How did you get involved in BMX?
Adam: Like most kids in the 70’s I stripped my bike down to the bare minimum & would race around the streets with other like-minded fools! Then when BMX (as we know it) finally arrived in NZ I went along to see a friend race. I think it was 1979 or 1980, I don’t remember exactly. Anyway after watching them race around a purpose made track in all that MX gear I was hooked! I got a paper route & it took me an age but finally I saved up enough money to buy my first BMX bike. Mum & dad bought me a helmet & the rest as they say was history. However once I hit my late teens I moved onto road bikes & then a short time later MTB was big.
A few short years ago my son & I were in Hamilton (NZ) & we went along to watch the NZ BMX Nationals. Once again I was hooked. Only this time I had some company… my then 7-year old son Taylor. The sport had changed so much in the time I’d been away & for the most part the changes have been for the better. I think the thing I like the most about BMX now that I’m a dad, is that it’s the ultimate family sport i.e. everyone in the family can participate. Whether as an athlete, or as coach, sports phycologist, mechanic, & cheerleader, which is the case where most parents are concerned.
bmxultra.com: How did you get involved with distribution of BMX
Adam: Like most BMXers I was frustrated at not being able to walk into my local bike shop & buy what I wanted/needed. And/or if the product was available it cost far too much. So I set out to fix that by offering BMXers in NZ & Australia the best products & at an affordable price. I’m not there yet my goal is to be the premier supplier of BMX product in Australasia.
How are things going for Sirius in Australia now?

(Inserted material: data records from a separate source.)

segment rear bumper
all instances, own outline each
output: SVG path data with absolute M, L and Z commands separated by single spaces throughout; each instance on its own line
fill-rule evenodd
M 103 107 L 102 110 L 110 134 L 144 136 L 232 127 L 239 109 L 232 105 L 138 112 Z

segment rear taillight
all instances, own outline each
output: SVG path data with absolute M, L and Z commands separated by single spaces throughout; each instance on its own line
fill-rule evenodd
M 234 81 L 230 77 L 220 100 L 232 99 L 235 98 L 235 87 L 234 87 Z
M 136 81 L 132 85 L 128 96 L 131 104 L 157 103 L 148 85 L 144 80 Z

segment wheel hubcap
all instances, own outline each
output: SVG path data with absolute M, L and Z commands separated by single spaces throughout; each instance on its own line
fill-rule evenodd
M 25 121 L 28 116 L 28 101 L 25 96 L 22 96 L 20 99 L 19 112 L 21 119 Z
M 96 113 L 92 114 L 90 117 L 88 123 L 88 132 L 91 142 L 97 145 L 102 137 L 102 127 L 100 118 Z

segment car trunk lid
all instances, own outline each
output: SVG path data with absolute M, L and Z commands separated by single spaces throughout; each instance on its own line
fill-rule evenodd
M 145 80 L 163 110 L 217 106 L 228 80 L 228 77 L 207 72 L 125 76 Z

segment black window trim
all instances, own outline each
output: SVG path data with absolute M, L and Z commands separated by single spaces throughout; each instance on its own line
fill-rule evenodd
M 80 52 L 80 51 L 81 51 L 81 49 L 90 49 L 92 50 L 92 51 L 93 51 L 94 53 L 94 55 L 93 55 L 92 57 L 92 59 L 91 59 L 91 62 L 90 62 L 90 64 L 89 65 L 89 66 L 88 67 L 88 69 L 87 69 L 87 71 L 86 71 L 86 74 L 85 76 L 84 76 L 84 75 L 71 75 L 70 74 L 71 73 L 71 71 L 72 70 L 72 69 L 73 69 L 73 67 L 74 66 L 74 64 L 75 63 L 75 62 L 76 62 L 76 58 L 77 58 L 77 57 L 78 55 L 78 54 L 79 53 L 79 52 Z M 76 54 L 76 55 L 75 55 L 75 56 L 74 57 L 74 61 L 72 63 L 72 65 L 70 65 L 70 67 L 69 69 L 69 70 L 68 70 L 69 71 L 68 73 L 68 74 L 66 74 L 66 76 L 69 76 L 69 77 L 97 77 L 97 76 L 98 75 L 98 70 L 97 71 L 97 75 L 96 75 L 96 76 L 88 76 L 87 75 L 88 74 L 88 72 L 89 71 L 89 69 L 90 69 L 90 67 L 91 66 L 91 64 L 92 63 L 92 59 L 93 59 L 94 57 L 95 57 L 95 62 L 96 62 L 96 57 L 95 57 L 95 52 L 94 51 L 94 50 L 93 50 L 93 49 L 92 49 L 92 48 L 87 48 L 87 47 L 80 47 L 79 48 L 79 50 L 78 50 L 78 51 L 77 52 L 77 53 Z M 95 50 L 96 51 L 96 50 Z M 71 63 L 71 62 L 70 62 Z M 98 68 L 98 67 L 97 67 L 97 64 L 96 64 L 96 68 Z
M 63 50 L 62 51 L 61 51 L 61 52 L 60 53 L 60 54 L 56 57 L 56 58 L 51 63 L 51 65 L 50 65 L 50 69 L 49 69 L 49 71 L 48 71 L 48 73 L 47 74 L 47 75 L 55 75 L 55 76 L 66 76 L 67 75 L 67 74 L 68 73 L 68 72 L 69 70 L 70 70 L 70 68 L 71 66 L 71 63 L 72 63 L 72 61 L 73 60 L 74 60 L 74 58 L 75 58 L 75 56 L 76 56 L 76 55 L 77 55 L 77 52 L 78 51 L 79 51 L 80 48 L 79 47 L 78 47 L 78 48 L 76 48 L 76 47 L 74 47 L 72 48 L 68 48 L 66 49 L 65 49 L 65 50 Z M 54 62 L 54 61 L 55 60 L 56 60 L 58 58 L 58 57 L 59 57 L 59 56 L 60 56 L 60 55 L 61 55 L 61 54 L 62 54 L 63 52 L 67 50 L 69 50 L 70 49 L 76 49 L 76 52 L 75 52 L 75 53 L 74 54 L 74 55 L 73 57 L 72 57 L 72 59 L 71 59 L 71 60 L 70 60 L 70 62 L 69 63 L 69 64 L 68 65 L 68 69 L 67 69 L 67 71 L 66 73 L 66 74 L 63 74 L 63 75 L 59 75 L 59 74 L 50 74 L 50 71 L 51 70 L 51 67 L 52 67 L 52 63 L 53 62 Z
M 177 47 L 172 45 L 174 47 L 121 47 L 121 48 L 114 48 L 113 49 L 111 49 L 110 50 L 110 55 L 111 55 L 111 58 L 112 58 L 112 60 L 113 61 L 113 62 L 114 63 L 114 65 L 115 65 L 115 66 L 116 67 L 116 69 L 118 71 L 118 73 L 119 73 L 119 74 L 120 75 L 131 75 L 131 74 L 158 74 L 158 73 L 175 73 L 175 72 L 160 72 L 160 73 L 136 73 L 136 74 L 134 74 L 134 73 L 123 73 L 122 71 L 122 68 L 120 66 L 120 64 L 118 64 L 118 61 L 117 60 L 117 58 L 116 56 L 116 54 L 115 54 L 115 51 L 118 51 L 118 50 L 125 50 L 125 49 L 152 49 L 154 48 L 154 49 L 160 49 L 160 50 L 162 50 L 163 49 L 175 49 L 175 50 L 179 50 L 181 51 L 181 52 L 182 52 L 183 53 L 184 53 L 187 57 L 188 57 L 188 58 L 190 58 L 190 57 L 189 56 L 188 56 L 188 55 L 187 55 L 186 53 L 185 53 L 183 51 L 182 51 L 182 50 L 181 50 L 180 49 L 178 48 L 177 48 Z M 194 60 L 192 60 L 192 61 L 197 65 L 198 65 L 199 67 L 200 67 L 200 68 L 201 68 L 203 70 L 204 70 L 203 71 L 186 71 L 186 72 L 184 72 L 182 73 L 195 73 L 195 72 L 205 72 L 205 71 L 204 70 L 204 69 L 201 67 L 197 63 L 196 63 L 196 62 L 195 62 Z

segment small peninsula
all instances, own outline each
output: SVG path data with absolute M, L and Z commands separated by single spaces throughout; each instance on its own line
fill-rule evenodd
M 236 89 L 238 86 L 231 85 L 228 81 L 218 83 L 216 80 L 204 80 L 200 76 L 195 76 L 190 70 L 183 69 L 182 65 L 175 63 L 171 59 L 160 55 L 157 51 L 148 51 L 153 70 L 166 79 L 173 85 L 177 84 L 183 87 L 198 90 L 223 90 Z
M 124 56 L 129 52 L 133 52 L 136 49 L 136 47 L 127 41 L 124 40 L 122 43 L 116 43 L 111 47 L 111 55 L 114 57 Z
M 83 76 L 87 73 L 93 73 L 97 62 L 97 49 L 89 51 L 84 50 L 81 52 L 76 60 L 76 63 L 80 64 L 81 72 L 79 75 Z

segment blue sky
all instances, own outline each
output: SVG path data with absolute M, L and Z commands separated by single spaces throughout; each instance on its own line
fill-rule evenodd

Adam: I have dealers in NSW, VIC, QLD, & I’m looking for a dealer in WA & SA right now. The products are still very new to most Aussies but sales of Staats has started to take off. The next brand I’m very keen to push in Aust is Hyper. I’ve added Andrew Gillett from WA to my Hyper team & Charles (Nelson) has just started riding his bike again after a long rehabilitation from a serious crash. My kiwi female Hyper rider is moving to NSW in the New Year & the Extreme Racing – Hyper team I sponsor in QLD is doing great, so hopefully this will lead to greater exposure of the brand & subsequently more sales.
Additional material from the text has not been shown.